As more and more users come online across the globe, increasing numbers of people are voicing their opinion on social media, review sites, and more. Given such valuable data, modern deep learning-based sentiment analysis methods excel at determining the sentiment of what is being said about companies and products. Unfortunately, such deep methods require substantial amounts of training data. This is a significant problem for many of the world’s languages, for which resources may be too costly to obtain and training data is scarce, especially when one considers that new training data is needed for each domain and genre.
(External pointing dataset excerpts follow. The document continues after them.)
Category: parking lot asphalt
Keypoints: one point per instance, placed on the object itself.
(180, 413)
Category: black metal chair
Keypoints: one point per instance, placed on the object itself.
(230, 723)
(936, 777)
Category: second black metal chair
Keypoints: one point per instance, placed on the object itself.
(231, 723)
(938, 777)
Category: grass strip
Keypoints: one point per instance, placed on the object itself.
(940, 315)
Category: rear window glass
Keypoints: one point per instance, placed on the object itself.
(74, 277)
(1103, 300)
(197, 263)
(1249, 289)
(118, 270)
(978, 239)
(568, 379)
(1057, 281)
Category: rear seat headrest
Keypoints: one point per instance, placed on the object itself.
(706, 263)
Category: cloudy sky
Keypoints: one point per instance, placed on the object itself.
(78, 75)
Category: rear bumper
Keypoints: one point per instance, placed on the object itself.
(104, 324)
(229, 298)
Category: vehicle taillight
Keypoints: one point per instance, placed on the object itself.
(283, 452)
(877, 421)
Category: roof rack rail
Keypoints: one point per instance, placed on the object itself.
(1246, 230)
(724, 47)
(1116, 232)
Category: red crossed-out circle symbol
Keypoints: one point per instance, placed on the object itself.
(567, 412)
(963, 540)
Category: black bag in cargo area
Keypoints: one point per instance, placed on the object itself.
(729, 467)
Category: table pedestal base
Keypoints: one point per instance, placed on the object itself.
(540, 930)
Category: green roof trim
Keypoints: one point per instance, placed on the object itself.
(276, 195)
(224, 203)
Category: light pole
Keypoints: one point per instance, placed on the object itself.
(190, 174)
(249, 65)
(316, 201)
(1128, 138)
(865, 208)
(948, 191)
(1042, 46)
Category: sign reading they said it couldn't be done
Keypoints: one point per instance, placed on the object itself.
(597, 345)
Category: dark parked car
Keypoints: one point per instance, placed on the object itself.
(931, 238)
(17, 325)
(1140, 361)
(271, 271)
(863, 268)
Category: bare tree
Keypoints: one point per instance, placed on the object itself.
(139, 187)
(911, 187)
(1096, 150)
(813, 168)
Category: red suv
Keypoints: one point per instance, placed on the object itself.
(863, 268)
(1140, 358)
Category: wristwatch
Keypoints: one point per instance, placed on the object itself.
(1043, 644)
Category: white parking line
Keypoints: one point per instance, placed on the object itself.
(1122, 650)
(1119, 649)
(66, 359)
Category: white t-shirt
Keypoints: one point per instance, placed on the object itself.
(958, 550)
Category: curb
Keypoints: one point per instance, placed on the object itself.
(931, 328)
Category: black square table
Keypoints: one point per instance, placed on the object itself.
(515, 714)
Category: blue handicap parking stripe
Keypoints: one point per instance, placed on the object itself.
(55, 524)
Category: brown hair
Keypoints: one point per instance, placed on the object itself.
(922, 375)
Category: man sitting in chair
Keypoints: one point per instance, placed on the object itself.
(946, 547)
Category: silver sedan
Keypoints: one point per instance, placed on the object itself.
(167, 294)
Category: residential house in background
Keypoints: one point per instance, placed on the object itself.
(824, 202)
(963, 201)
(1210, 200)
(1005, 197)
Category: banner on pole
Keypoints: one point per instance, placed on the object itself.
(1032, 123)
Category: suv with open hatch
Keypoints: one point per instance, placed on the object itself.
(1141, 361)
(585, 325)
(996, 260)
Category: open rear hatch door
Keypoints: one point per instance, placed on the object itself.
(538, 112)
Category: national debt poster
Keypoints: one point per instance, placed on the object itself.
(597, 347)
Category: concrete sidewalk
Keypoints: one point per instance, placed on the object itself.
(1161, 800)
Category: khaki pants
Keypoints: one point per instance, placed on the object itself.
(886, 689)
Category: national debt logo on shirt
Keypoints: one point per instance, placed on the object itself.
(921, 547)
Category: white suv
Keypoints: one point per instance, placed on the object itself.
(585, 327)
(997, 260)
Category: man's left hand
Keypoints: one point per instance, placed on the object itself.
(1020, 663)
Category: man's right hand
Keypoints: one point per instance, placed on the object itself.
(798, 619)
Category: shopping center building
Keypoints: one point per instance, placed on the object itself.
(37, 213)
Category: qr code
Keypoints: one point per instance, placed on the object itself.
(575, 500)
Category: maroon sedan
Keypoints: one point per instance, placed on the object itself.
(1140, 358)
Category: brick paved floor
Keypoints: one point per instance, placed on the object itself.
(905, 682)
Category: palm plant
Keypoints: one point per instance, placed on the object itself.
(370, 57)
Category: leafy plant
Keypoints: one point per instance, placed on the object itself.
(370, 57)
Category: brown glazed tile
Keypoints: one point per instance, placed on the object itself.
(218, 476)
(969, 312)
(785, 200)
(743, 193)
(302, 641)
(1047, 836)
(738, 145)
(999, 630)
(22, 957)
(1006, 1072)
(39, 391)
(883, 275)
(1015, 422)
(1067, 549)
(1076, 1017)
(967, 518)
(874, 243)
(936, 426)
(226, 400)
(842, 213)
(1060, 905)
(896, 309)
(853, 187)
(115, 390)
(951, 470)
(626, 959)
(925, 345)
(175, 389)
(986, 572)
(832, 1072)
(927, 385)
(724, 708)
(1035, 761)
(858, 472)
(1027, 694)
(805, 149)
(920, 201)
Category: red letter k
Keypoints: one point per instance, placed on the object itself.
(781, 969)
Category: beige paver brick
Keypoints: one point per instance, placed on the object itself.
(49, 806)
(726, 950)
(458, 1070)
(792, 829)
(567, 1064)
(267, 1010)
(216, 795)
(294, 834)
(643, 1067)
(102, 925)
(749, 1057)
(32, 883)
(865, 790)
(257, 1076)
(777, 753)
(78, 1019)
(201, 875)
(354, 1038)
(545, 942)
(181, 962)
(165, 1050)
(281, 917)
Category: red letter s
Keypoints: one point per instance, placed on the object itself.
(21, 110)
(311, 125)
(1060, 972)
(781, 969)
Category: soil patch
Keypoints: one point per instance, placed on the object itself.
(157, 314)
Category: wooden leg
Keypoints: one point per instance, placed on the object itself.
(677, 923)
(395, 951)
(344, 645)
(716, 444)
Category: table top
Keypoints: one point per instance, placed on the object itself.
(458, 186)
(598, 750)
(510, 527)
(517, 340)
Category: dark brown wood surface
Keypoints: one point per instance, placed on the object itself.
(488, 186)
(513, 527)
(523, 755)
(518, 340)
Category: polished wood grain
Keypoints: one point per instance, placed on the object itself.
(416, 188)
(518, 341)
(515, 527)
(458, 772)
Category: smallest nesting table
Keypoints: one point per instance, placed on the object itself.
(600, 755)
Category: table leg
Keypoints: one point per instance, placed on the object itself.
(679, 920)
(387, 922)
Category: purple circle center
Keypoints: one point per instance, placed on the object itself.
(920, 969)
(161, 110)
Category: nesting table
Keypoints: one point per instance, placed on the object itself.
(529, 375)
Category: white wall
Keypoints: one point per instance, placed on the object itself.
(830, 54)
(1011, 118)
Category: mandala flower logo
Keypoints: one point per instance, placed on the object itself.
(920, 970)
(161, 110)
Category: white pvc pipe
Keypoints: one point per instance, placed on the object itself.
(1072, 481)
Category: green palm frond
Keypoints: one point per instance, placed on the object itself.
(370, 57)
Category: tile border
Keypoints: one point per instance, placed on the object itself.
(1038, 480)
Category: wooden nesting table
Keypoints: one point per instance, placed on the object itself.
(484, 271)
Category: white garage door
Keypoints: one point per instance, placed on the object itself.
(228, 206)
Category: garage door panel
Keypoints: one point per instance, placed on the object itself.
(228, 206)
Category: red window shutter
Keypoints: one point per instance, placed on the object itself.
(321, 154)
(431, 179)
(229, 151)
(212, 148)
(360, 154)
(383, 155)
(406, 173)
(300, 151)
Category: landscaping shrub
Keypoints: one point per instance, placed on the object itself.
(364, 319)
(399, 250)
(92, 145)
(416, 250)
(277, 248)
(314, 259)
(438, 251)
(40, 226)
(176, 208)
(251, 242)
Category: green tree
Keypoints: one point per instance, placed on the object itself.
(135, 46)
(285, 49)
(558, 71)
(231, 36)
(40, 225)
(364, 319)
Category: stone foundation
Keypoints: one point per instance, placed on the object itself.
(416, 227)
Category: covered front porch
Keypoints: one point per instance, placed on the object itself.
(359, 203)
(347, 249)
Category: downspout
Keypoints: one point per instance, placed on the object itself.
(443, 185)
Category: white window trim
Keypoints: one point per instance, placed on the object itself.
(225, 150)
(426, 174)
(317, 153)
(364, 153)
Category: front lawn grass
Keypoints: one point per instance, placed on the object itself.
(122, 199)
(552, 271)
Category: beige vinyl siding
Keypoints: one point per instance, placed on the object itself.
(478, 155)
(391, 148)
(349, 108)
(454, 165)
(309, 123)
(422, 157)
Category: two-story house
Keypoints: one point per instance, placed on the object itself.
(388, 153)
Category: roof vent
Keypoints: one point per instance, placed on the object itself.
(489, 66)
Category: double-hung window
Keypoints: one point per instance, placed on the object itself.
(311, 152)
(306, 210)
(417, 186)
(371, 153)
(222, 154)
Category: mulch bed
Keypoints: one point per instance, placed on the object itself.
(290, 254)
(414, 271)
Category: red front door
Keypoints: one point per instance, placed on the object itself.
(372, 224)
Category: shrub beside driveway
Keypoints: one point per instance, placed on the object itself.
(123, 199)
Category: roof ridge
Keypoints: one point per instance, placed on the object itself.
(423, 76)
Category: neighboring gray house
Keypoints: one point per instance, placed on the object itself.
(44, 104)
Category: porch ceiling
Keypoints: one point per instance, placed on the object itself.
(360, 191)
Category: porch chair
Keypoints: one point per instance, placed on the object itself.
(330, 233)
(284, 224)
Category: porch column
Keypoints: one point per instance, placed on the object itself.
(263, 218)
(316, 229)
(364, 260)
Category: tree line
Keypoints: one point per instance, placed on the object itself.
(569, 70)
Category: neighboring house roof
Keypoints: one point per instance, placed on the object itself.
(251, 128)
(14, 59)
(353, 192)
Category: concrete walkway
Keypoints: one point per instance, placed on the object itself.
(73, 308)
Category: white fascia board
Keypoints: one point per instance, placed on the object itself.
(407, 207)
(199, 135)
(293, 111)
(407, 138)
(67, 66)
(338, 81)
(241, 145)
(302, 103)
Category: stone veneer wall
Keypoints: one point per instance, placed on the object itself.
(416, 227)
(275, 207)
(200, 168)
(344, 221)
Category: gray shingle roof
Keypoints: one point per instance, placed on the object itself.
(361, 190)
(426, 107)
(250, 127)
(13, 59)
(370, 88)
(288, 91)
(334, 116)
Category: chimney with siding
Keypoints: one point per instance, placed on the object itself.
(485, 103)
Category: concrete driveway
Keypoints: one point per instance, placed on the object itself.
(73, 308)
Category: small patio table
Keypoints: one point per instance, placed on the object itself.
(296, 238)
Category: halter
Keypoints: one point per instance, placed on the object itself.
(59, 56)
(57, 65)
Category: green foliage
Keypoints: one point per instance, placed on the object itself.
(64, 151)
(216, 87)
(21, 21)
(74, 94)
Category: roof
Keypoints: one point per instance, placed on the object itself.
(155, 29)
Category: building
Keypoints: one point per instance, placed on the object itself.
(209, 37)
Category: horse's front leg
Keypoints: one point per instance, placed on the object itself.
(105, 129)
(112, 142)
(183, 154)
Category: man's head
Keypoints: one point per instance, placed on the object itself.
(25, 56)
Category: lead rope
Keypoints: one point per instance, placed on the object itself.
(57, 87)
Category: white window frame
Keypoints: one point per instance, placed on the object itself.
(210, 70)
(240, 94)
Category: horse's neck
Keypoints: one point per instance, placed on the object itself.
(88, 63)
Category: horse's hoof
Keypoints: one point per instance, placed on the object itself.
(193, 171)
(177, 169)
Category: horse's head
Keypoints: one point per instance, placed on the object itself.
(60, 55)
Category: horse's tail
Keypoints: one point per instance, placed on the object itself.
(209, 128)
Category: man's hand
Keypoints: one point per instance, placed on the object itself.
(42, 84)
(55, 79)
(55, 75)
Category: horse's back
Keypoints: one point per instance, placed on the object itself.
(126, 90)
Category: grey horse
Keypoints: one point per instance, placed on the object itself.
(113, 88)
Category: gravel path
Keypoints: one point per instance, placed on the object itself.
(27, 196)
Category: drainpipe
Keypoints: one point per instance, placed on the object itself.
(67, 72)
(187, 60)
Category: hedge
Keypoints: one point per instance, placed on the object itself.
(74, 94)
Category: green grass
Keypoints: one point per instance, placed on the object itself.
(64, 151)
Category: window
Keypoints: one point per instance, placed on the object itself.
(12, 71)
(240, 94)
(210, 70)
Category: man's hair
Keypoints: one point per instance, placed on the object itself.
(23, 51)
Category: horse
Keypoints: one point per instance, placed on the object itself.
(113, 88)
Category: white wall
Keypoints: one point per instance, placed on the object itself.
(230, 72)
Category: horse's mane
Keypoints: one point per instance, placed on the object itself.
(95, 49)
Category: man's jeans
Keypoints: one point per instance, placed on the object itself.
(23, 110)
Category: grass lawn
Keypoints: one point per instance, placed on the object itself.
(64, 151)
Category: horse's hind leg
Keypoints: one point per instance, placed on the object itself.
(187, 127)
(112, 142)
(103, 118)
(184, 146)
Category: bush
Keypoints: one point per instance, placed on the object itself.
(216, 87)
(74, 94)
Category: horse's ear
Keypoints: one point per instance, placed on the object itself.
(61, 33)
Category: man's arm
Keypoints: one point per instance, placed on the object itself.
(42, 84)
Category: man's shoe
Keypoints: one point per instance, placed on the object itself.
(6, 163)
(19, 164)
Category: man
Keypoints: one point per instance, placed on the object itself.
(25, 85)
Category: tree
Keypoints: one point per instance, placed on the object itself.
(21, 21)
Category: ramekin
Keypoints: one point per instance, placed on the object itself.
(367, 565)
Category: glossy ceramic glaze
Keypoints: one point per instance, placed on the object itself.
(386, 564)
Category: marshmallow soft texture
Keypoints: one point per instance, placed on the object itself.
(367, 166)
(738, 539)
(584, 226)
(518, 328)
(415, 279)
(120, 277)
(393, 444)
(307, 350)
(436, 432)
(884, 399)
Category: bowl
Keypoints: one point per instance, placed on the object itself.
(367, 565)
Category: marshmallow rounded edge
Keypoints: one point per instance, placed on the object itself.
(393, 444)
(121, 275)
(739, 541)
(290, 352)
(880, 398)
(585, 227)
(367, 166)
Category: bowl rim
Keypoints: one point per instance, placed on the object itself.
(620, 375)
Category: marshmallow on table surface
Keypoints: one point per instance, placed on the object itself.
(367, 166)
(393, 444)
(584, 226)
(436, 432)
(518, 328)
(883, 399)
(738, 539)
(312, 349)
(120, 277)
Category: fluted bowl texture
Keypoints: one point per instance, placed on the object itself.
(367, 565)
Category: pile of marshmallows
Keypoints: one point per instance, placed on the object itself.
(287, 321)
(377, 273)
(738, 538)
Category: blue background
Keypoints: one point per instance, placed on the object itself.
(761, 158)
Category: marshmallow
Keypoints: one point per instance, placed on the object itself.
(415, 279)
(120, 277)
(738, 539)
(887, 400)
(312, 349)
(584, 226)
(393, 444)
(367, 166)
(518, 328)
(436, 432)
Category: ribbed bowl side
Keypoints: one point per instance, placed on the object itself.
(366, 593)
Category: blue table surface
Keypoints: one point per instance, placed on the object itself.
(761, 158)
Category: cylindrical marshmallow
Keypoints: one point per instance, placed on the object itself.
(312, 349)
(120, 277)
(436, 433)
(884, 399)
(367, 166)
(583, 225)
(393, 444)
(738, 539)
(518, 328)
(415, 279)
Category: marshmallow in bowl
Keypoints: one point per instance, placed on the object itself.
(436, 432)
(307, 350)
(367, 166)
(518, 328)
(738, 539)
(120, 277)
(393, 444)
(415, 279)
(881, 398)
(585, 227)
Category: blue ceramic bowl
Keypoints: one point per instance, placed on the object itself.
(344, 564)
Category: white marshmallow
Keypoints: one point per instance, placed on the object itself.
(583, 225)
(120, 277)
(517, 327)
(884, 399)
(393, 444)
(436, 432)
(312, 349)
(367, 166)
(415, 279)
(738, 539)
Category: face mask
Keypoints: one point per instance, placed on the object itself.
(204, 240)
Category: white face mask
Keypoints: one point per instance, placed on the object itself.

A model trained on movie reviews, for instance, will fare very poorly on the task of assessing digital camera reviews, let alone social media postings such as tweets. To make things worse, many languages have peculiarities that make them significantly more challenging than English.
Gerard de Melo shares approaches to overcome these challenges, demonstrating how to exploit large amounts of surrogate data to learn advanced word representations that are custom-tailored for sentiment and outlining a special deep neural architecture to use them. For instance, the word “hot” is often positive when referring to music but tends to be negative when referring to the temperature in a hotel room. These sorts of representations can be fed into a bespoke deep convolutional network that is particularly adept at operating on them. Gerard concludes by demonstrating how the resulting freely available resources can be used by developers to effortlessly perform sentiment and emotion analysis in a number of different natural languages.
Gerard de Melo is an assistant professor of computer science at Rutgers University, where he heads a team of researchers working on big data analytics, natural language processing, and web mining. Gerard’s research projects include UWN/MENTA, one of the largest multilingual knowledge bases, and Lexvo.org, an important hub in the web of data. Previously, he was a faculty member at Tsinghua University, one of China’s most prestigious universities, where he headed the Web Mining and Language Technology Group, and a visiting scholar at UC Berkeley, where he worked in the ICSI AI Group. He serves as an editorial board member for Computational Intelligence, the Journal of Web Semantics, the Springer Language Resources and Evaluation journal, and the Language Science Press TMNLP book series. Gerard has published over 80 papers, with best paper or demo awards at WWW 2011, CIKM 2010, ICGL 2008, and the NAACL 2015 Workshop on Vector Space Modeling, as well as an ACL 2014 best paper honorable mention, a best student paper award nomination at ESWC 2015, and a thesis award for his work on graph algorithms for knowledge modeling. He holds a PhD in computer science from the Max Planck Institute for Informatics.